Researchers studying historic pollution levels in the Chesapeake Bay found their answers in a somewhat out-of-the-ordinary subject: oyster shells. A recent study from the University of Alabama looked at nutrient levels in Bay oyster shells dating back over three thousand years, finding that humans have been polluting the Chesapeake Bay since the early 19th century.
Because they live stationary lives, oysters can make useful study subjects, serving as snapshots of environmental conditions in one location. As filter feeders—they eat by pumping water through their gills—the bivalves remove nutrients from the water, absorbing much of it into their shells. This study was one of the first to use oyster shells, commonly found at archaeological sites in the region, to backdate nitrogen levels. Using that data, researchers could determine when nitrogen levels increased and what role humans may have played.
Studying oyster shells dating back to 1250 BC, researchers found a dramatic increase in nitrogen content that began in the early 1800s and increased almost exponentially until present day. That timeline corresponds what is known about human activities in the Chesapeake Bay region at that time: dramatic increases in population, agriculture and forest clearing. While American Indians altered their environment and contributed to higher nitrogen levels in the water, the effects were local. Beginning in the 17th century, an influx of European colonizers led to an increase in agriculture and forest clearing— but it wasn’t until the 19th century that human effects began to dramatically alter nitrogen levels in oysters.
Industrialization and population increases in the 1800s left their mark on the Chesapeake Bay. Between 1830 and 1880, the area’s population tripled.
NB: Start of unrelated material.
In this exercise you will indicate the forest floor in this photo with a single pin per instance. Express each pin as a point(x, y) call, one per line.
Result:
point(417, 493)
As a result, over 80 percent of forests surrounding the Bay were cleared for farming and development. Plowing and erosion increased the amount of sewage and sediment entering the water, increasing nitrogen levels in the water as well. Oyster populations also declined, thus limiting the ability of the Bay to filter out this influx of pollution.
While this research focused on historical nitrogen levels, nutrient pollution is still a problem in the Chesapeake Bay today. Nitrogen is necessary for plants and animals to survive, but too much of it can lead to algal blooms, which create harmful conditions for underwater life. Manure and fertilizers can wash off of agricultural fields into nearby waterways, and stormwater runoff can pick up nutrients from excess lawn and garden fertilizers, pet waste and other sources in urban areas. Chesapeake Bay Program partners work with states, local governments, farmers, businesses and many more stakeholders to implement practices that can reduce and even eliminate pollution entering waterways.
The study, “δ15N Values in Crassostrea virginica Shells Provides Early Direct Evidence for Nitrogen Loading to Chesapeake Bay,” is available online in Scientific Reports.